The business objective of Axiogenesis lies in the area of pre-clinical (red) biotechnology, specifically in the production of stem cell-based assays that enable drug development. These innovative and proprietary assays accelerate and improve drug candidate selection, lower costs and thus increase overall drug development efficiency. At present the main focus is heart muscle disease (cardiomyopathy).

Since early 2008, the first products of Axiogenesis have been actively marketed and are already generating significant turnovers.

This range of products has been further developed during the last months employing groundbreaking human induced Pluripotent Stem cell (iPS) technology. Through in-house development of human iPS technology, the next product generation of murine embryonic stem cells will be complemented with human stem cell-derived tissues.

With this technology it is possible to reverse-differentiate (or de-differentiate) adult human cells (e.g., skin or blood cells) to an artificial embryonic state. Using proprietary technology, Axiogenesis then forward-differentiates these into pure organ specific cells and defined tissues. Proof of concept of this two-step method was established in-house during November 2008. The first human, organ-specific iPS cells will be available for sale by the end of 2011.
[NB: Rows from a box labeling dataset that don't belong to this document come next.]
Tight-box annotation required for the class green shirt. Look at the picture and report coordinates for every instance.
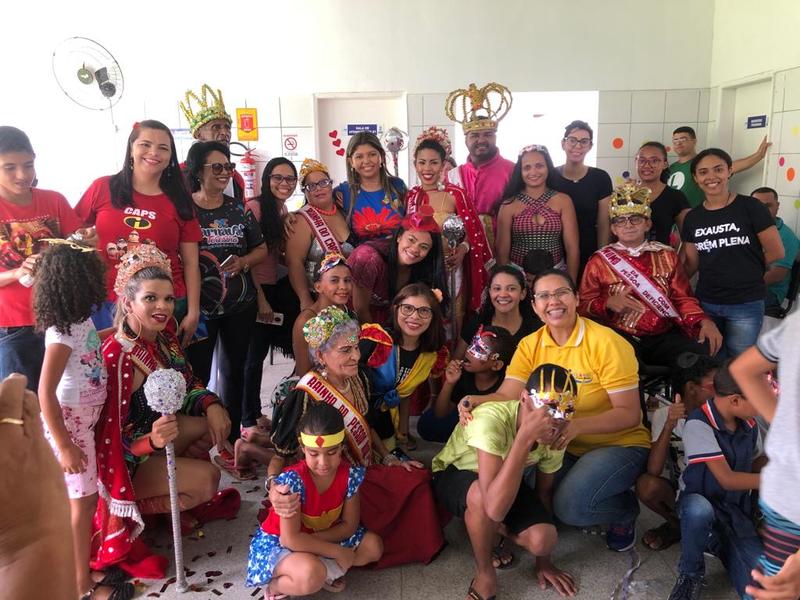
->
[431,400,564,473]
[667,161,705,208]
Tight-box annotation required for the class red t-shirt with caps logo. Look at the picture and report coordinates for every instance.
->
[0,188,81,327]
[75,176,203,301]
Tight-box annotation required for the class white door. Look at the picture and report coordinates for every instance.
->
[316,94,408,190]
[726,80,772,194]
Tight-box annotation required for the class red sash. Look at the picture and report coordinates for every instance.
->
[597,246,679,319]
[295,371,372,466]
[297,204,342,254]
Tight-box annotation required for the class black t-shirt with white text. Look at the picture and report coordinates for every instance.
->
[681,195,774,304]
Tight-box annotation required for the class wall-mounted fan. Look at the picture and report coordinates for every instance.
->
[53,37,125,113]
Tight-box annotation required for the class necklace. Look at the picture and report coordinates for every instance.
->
[314,204,339,217]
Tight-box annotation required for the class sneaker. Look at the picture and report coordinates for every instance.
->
[606,522,636,552]
[668,575,703,600]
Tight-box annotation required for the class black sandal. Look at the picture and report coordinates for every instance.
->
[81,581,136,600]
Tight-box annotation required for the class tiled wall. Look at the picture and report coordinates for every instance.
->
[595,88,710,184]
[767,67,800,232]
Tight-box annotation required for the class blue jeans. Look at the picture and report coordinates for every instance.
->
[553,446,650,527]
[678,494,762,596]
[417,406,458,444]
[700,300,764,360]
[0,327,44,392]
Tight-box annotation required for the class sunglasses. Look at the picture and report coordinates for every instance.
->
[203,163,236,175]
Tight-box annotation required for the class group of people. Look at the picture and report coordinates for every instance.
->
[0,83,800,600]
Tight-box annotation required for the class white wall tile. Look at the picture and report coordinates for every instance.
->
[281,95,314,127]
[783,67,800,111]
[597,157,635,186]
[631,90,667,123]
[697,88,711,123]
[628,123,664,151]
[406,94,425,127]
[420,94,450,127]
[595,123,631,158]
[778,110,800,154]
[597,92,631,123]
[664,90,700,121]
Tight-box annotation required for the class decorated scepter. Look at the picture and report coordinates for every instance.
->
[442,214,466,342]
[144,369,189,592]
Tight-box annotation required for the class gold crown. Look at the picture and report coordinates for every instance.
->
[300,158,329,183]
[114,243,172,296]
[609,183,652,219]
[178,83,233,136]
[444,82,512,133]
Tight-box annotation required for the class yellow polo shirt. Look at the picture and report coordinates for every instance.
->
[506,317,650,456]
[431,400,564,473]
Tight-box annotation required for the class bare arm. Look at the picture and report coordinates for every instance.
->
[286,218,314,308]
[495,204,513,265]
[731,347,778,423]
[758,225,784,267]
[597,196,611,248]
[556,194,580,281]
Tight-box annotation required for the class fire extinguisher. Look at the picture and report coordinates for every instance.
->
[239,150,257,200]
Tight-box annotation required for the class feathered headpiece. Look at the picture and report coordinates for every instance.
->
[114,244,172,296]
[300,158,330,183]
[303,306,358,350]
[400,204,442,235]
[609,183,652,219]
[178,83,233,137]
[414,125,453,156]
[444,82,513,133]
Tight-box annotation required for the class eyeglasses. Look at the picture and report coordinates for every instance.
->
[533,288,575,302]
[397,304,433,321]
[269,174,297,186]
[636,156,664,167]
[564,135,592,148]
[203,163,236,175]
[303,177,333,193]
[611,215,645,225]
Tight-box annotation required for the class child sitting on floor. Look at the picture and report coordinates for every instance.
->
[669,361,762,600]
[247,402,383,600]
[731,312,800,600]
[417,326,514,444]
[636,352,718,550]
[432,364,577,600]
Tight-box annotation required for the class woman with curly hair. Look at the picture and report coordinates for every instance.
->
[34,242,133,599]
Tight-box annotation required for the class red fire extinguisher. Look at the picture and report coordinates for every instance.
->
[239,150,257,200]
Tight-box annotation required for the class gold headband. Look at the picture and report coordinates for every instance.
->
[300,429,344,448]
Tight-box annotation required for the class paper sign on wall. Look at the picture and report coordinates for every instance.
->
[236,108,258,142]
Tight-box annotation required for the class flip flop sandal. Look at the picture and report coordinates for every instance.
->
[642,521,681,552]
[322,575,347,594]
[492,538,517,571]
[467,579,497,600]
[214,454,258,481]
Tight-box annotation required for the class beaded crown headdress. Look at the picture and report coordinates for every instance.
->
[300,158,330,182]
[414,125,453,156]
[444,82,513,133]
[178,83,233,136]
[114,244,172,296]
[303,306,354,350]
[609,183,652,219]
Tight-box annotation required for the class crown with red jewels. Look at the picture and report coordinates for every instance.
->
[114,244,172,296]
[444,82,513,133]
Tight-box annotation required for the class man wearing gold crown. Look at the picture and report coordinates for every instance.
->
[578,183,722,366]
[445,83,514,245]
[178,83,244,200]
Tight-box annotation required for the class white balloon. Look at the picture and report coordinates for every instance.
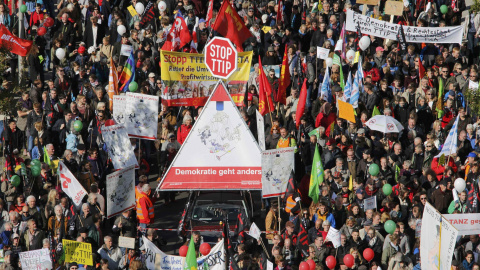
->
[135,2,145,15]
[358,36,370,51]
[453,178,467,193]
[346,50,355,62]
[117,24,127,36]
[158,1,167,11]
[55,48,65,60]
[325,57,333,67]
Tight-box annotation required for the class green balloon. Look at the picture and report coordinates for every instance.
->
[128,82,138,92]
[368,163,380,176]
[382,184,392,196]
[73,120,83,131]
[10,174,20,187]
[440,5,448,14]
[32,166,41,177]
[383,220,397,234]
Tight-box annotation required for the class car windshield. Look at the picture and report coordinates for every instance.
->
[192,201,242,224]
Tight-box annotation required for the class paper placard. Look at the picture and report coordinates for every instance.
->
[118,236,135,248]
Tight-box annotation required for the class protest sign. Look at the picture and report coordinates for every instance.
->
[325,227,342,248]
[124,92,159,140]
[62,239,93,266]
[346,9,463,44]
[420,202,458,270]
[118,236,135,248]
[317,47,330,60]
[102,123,138,170]
[363,196,377,210]
[160,50,253,106]
[262,147,295,198]
[19,248,52,270]
[142,236,225,270]
[443,213,480,235]
[106,165,135,218]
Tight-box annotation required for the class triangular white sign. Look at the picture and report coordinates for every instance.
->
[159,81,262,190]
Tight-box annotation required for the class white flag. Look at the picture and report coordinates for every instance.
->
[58,161,87,206]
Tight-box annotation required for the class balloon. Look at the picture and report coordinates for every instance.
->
[382,184,392,196]
[343,254,355,268]
[346,50,355,63]
[307,259,317,270]
[368,163,380,176]
[43,17,54,27]
[158,1,167,11]
[32,166,41,177]
[453,178,467,193]
[383,219,397,234]
[117,24,127,36]
[325,255,337,269]
[358,36,371,51]
[37,26,47,36]
[73,120,83,131]
[325,57,333,67]
[55,48,65,60]
[200,243,212,256]
[10,174,20,187]
[298,262,310,270]
[178,246,188,257]
[128,82,138,92]
[363,248,375,262]
[440,5,448,14]
[135,2,145,15]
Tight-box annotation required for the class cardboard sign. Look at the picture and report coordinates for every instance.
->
[385,1,403,16]
[118,236,135,248]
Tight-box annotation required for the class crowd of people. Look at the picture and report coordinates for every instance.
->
[0,0,480,270]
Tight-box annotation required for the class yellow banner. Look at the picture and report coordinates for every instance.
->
[160,51,253,106]
[62,239,93,266]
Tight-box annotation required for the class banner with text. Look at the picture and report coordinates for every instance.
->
[346,9,463,44]
[160,51,253,106]
[443,213,480,235]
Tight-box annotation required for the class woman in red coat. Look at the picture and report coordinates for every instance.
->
[177,114,192,144]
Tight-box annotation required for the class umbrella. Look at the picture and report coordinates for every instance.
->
[366,115,403,133]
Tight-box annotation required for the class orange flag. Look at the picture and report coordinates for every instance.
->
[275,46,291,105]
[258,56,274,115]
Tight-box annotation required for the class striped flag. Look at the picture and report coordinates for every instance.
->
[119,50,135,92]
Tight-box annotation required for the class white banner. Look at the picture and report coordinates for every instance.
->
[346,9,463,44]
[107,165,135,218]
[124,92,159,140]
[19,248,52,270]
[420,203,458,270]
[255,110,265,151]
[443,213,480,235]
[142,236,225,270]
[102,123,138,170]
[363,195,377,210]
[325,227,342,248]
[262,147,295,198]
[58,161,88,206]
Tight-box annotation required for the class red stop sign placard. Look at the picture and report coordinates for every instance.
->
[205,37,238,79]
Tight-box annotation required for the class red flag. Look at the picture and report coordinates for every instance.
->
[275,46,290,105]
[295,79,307,128]
[212,1,252,52]
[162,12,192,51]
[258,56,273,115]
[0,24,33,56]
[206,0,213,27]
[418,58,425,80]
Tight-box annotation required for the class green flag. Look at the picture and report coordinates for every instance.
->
[308,144,323,203]
[183,235,198,270]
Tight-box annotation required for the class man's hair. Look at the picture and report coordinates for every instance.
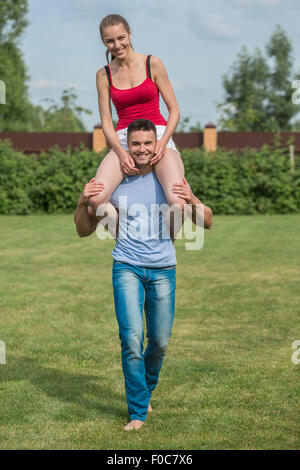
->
[127,119,157,140]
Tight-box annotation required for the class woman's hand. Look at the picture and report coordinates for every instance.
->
[83,178,104,204]
[150,139,167,165]
[171,178,194,204]
[119,150,139,175]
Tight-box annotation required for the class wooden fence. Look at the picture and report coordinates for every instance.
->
[0,123,300,156]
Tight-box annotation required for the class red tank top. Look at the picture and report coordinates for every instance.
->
[105,55,167,131]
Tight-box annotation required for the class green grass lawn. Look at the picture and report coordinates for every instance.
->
[0,215,300,449]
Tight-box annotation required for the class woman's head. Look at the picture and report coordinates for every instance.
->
[99,15,132,62]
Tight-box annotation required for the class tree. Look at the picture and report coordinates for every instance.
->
[217,25,298,131]
[0,0,30,131]
[176,116,203,132]
[36,88,92,132]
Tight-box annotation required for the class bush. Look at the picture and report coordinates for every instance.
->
[0,140,300,215]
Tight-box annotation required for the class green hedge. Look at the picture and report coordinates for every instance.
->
[0,141,300,214]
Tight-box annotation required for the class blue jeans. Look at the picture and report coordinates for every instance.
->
[112,261,176,421]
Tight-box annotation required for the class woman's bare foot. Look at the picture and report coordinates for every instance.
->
[124,419,144,431]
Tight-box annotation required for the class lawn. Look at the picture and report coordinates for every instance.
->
[0,215,300,449]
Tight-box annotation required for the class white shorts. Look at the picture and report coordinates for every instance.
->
[117,126,180,155]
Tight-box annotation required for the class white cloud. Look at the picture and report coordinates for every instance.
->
[30,78,62,88]
[200,13,241,39]
[231,0,282,6]
[29,78,92,91]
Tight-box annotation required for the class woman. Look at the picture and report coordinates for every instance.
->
[89,15,184,218]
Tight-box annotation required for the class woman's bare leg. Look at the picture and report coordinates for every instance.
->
[89,150,124,238]
[154,148,186,240]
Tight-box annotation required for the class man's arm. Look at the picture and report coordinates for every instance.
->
[74,194,98,237]
[172,178,213,229]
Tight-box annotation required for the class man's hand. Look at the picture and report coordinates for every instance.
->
[119,150,139,175]
[150,139,167,165]
[171,178,194,204]
[83,178,104,205]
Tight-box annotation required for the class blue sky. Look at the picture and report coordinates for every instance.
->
[20,0,300,131]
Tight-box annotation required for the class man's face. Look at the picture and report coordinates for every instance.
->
[128,131,156,169]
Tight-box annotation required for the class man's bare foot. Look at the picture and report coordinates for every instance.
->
[124,419,144,431]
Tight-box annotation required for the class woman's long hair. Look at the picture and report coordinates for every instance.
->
[99,14,132,64]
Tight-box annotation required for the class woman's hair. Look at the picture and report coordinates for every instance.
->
[127,118,157,140]
[99,14,132,64]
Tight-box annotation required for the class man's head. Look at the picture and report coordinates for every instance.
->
[127,119,157,170]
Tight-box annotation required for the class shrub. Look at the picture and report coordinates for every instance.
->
[0,140,300,215]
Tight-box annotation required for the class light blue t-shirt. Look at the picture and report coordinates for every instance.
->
[110,171,176,267]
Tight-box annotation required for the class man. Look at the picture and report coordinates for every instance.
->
[74,119,212,431]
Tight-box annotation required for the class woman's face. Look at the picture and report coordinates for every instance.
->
[102,23,131,59]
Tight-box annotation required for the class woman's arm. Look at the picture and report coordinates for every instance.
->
[151,57,180,161]
[96,68,138,174]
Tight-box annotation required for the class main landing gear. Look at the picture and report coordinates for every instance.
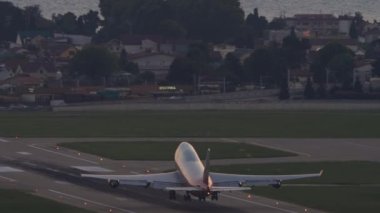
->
[169,190,176,200]
[183,192,191,201]
[211,192,218,200]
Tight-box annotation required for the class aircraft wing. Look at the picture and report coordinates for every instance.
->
[210,170,323,187]
[81,171,186,189]
[165,186,251,192]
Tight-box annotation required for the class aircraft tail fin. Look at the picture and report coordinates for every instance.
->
[203,148,211,185]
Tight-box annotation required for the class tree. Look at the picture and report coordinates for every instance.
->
[167,57,196,84]
[159,19,187,39]
[219,53,244,85]
[349,20,359,39]
[244,46,287,87]
[278,78,290,100]
[354,77,363,93]
[372,58,380,77]
[327,53,354,89]
[0,2,25,41]
[311,43,354,84]
[70,46,118,81]
[282,28,309,68]
[268,18,286,30]
[53,12,79,34]
[245,8,268,38]
[119,49,139,74]
[304,78,315,99]
[99,0,244,42]
[77,10,100,36]
[138,71,156,84]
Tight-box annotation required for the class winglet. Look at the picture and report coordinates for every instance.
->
[203,148,211,185]
[319,169,323,176]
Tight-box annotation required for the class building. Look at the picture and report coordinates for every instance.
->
[285,14,353,38]
[264,29,302,45]
[54,33,92,47]
[0,64,13,81]
[353,60,374,85]
[128,53,176,81]
[117,35,190,55]
[16,31,53,46]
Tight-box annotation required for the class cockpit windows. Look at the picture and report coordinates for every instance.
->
[183,149,198,161]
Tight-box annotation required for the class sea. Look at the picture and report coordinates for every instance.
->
[8,0,380,21]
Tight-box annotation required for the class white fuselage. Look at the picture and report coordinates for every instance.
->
[174,142,212,191]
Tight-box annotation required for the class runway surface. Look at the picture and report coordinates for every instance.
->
[0,138,374,213]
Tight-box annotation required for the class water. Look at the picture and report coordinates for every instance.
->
[8,0,380,21]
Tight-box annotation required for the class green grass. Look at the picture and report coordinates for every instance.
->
[0,189,90,213]
[253,186,380,213]
[212,161,380,213]
[60,142,295,160]
[0,111,380,138]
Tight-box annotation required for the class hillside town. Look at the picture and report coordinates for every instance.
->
[0,0,380,108]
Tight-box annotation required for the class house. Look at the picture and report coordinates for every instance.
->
[5,60,57,79]
[310,39,361,53]
[0,74,44,94]
[353,59,374,85]
[105,39,124,55]
[128,53,176,81]
[0,64,13,81]
[54,33,92,47]
[264,29,302,45]
[212,44,237,59]
[114,35,190,55]
[16,31,53,46]
[233,48,255,64]
[285,14,353,38]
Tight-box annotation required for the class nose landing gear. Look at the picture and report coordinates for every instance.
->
[169,190,176,200]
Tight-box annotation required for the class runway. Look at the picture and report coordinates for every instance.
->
[0,138,354,213]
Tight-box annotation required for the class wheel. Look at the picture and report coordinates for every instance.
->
[211,192,218,200]
[183,194,191,201]
[169,191,176,200]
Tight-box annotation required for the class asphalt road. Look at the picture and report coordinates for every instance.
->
[0,138,372,213]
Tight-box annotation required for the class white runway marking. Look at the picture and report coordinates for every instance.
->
[72,166,113,172]
[17,152,32,155]
[49,189,135,213]
[54,180,70,185]
[29,144,98,164]
[0,176,16,182]
[0,166,23,173]
[220,194,297,213]
[249,141,311,157]
[0,138,9,143]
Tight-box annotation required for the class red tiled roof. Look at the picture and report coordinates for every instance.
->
[0,74,44,86]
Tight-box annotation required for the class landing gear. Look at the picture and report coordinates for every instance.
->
[169,190,176,200]
[183,192,191,201]
[211,192,218,200]
[108,180,120,188]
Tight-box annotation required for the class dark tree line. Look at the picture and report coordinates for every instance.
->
[0,2,100,41]
[98,0,244,42]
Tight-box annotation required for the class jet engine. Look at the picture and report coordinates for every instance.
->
[272,181,281,189]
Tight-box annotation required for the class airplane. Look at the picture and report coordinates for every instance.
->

A range of tissue models (including heart, liver and nerve) will be produced through the proliferation and differentiation of genetically modified stem cells. These are used to test efficacy and potential adverse side effects of drug candidates.

Increased drug development efficiency, with the use of Axiogenesis technology, is achieved through:

  • Earlier selections against drug candidates that will have high adverse side affects or do not have a therapeutic effect.
  • Early selection and fast tracking of drug candidates with high efficacy and low side effects.
  • Partial substitution of costly animal studies.
  • Reduction of the time taken for preclinical studies.
  • Extension of marketing exclusivity gained through a shorter drug development cycle, resulting in a longer time from market authorization until patent protection is lost.

Furthermore the system lends itself to product line extension through rapid testing of side effect profiles and improvements in efficacy of modified compounds or through the identification of novel indications of existing active pharmaceutical ingredients (APIs).